[ブリュッセル 23日 ロイター] - ブリンケン米国務長官は23日、北大西洋条約機構(NATO)の再建と再活性化を進めると表明、米軍がアフガニスタンから撤退する場合、NATOと協力すると述べた。

NATO本部を初めて訪れたブリンケン長官は記者団に、NATOは世界中の脅威や気候変動問題に直面しており、極めて重大な局面にあると発言。

「(NATOに対する)米国の揺るぎないコミットメントを示すため、ここに来た」とし「米国は、われわれのパートナーシップを再建したい。
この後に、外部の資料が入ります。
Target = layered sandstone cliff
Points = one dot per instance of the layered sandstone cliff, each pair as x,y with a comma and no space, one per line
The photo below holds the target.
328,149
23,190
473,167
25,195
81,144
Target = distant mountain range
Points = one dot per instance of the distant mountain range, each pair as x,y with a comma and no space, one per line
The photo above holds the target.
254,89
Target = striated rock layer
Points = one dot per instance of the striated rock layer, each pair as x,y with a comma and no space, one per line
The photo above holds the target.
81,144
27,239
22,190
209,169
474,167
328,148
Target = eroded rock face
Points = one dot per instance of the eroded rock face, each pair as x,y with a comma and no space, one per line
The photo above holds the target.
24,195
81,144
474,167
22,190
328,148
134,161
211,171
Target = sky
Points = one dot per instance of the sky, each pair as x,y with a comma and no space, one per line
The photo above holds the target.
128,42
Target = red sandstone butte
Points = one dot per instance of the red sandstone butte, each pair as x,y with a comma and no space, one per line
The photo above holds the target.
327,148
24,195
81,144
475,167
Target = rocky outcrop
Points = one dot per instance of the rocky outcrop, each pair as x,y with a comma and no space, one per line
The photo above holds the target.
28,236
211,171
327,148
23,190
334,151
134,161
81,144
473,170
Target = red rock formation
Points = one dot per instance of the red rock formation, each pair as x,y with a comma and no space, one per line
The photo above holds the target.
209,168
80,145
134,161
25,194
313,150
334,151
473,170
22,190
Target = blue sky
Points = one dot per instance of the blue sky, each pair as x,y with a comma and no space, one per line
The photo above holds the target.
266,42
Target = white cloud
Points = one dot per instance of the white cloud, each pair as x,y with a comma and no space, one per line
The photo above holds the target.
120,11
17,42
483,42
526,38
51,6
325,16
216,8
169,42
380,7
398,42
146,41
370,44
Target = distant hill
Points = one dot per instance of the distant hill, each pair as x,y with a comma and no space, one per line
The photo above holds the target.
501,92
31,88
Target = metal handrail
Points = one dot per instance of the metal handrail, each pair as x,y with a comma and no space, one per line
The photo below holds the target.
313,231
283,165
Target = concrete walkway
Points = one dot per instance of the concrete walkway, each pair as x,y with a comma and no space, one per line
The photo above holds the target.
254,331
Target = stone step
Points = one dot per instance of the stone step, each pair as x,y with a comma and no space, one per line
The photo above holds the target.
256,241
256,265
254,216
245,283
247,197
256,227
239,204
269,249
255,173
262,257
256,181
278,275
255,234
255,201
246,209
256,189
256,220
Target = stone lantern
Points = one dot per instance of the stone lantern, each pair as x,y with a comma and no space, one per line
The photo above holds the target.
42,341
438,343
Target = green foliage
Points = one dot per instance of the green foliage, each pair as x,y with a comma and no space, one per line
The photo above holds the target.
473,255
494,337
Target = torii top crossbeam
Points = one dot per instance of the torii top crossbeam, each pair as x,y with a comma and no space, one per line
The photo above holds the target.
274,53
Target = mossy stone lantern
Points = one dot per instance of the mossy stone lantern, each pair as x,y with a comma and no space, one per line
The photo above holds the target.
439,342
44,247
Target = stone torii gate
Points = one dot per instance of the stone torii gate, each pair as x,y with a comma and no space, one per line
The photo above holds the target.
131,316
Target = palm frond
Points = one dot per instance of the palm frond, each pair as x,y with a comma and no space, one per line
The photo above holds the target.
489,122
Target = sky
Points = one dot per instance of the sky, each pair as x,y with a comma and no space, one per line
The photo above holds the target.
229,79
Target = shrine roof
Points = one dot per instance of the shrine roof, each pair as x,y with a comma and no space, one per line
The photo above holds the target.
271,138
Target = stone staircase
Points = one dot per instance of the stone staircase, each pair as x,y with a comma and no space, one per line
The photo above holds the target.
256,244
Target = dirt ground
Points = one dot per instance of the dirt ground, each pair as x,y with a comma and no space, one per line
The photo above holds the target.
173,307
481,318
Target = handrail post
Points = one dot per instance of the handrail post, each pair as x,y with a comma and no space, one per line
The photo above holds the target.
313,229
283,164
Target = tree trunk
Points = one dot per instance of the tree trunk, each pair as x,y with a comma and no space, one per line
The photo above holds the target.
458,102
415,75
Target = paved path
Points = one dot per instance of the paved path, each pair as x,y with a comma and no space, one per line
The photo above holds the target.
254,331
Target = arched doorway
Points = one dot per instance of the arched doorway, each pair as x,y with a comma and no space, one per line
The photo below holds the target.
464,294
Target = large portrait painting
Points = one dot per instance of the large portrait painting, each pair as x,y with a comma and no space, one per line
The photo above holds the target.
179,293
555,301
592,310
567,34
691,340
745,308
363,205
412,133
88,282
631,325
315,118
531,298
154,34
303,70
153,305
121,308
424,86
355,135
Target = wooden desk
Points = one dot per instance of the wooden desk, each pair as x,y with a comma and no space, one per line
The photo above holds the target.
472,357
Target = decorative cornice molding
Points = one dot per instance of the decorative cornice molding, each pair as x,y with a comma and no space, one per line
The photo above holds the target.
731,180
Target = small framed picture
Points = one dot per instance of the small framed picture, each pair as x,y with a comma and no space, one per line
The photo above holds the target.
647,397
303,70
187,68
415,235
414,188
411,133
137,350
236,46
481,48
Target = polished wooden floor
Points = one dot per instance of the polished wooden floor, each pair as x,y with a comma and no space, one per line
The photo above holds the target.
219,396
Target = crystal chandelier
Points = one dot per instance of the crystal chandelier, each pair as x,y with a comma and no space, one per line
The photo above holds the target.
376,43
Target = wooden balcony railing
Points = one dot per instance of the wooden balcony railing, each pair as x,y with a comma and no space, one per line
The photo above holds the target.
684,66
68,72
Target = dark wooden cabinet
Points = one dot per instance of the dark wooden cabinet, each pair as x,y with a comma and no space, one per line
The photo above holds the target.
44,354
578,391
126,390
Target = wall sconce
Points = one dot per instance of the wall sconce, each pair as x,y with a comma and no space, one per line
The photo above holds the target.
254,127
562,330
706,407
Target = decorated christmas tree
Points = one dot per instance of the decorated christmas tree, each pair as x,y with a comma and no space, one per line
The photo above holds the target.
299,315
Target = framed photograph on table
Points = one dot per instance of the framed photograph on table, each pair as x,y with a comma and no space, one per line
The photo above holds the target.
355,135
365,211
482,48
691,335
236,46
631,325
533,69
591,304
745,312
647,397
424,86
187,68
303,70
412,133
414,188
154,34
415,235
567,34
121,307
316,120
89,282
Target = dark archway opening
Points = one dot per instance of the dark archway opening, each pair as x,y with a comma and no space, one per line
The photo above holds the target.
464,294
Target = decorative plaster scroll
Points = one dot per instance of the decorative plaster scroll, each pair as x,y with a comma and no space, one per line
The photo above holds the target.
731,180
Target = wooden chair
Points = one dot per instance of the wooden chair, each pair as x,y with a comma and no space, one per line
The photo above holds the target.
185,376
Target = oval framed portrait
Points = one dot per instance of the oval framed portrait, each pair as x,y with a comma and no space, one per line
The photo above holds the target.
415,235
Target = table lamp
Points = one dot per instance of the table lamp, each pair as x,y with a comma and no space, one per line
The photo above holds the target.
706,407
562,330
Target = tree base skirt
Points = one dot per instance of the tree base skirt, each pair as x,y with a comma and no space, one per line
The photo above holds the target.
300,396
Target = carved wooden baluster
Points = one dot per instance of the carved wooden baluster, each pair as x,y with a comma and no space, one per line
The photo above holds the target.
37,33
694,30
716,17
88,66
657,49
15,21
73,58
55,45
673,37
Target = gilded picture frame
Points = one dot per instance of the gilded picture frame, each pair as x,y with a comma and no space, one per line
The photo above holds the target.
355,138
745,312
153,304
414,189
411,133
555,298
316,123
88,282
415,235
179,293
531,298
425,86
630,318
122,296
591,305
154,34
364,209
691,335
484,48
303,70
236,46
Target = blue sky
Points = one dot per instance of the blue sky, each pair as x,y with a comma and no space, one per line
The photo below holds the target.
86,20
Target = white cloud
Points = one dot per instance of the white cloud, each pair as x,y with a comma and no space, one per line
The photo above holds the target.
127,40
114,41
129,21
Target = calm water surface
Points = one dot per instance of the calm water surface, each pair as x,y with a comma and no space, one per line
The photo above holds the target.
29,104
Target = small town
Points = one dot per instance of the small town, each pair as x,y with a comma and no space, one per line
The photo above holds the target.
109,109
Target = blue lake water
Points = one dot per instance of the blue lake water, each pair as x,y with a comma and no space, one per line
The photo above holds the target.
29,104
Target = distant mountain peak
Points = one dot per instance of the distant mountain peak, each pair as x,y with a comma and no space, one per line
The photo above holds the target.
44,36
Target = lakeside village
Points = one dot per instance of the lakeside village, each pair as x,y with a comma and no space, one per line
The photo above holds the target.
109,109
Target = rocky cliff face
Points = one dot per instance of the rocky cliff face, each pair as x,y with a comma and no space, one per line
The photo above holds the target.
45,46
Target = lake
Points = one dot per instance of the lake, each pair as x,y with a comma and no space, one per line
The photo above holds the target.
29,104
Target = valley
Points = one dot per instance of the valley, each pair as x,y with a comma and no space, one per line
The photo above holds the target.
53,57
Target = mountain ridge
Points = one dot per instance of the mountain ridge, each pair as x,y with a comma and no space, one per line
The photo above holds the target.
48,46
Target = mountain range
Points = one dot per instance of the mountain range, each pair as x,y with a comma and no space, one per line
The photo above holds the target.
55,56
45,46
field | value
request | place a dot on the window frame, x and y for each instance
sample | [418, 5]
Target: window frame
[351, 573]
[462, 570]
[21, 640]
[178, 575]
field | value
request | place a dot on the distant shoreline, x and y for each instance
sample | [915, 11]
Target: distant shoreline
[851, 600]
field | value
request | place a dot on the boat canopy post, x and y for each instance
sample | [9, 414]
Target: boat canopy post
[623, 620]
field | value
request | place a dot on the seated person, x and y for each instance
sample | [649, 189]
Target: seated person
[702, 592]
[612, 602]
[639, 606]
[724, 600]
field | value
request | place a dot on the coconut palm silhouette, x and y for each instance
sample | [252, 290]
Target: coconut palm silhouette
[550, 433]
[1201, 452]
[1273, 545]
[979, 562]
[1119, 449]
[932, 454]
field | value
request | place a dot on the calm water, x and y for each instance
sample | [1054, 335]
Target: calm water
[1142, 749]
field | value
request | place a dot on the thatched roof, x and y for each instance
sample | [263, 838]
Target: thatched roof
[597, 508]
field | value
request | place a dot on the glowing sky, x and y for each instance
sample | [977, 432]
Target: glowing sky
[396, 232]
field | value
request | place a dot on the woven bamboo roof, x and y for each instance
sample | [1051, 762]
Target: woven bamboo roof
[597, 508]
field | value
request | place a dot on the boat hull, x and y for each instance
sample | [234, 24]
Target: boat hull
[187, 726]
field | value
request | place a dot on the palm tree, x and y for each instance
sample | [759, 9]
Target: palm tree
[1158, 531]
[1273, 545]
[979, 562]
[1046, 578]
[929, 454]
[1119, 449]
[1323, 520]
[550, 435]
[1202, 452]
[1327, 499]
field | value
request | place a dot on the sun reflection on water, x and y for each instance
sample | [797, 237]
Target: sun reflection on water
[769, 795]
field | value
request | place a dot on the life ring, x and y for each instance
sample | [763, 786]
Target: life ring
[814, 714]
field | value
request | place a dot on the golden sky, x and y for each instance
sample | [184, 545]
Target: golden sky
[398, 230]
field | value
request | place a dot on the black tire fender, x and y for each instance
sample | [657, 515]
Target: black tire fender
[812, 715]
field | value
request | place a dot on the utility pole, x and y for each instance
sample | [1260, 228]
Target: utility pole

まず何よりも、NATO同盟国とともにこの同盟を再活性化したい」と述べた。

その上で、中国が軍事力を増強させ、ロシアが西側諸国の不安定化を図る中、NATO加盟国は団結する必要があるとし、トルコに対しNATOとの連携を呼び掛けた。

同長官はNATOのストルテンベルグ事務総長と会談した。

米国のトランプ前大統領は、NATOは時代遅れだと発言し、米国とNATOの関係には摩擦が生じていた。バイデン新政権の政策転換には、欧州のNATO加盟国から歓迎の声が出ている。

ブリンケン長官は、米軍がアフガニスタンから撤退するのかとの質問に、選択肢の検討はまだ続いているとし、同盟国と協議する方針を示した。ブリュッセルでは今後2日間、NATO外相会談が開催され、アフガニスタン問題を協議する。

ブリンケン長官は「われわれはともに現地入りし、ともに調整を進めてきた。適切な時期が来れば、ともに撤退する」と述べた。

フランスのルドリアン外相はブリンケン氏の発言を歓迎。旧ソ連の軍事脅威に対抗するために1949年に発足したNATOは、より望ましい姿を「再発見した」とし、「NATOなくして欧州の防衛はなく、欧州なくして効果的なNATOは存在しない」と述べた。

EU当局者によると、米EU関係の刷新の一環としてバイデン米大統領は25日にEU首脳とオンライン形式で会合を開く。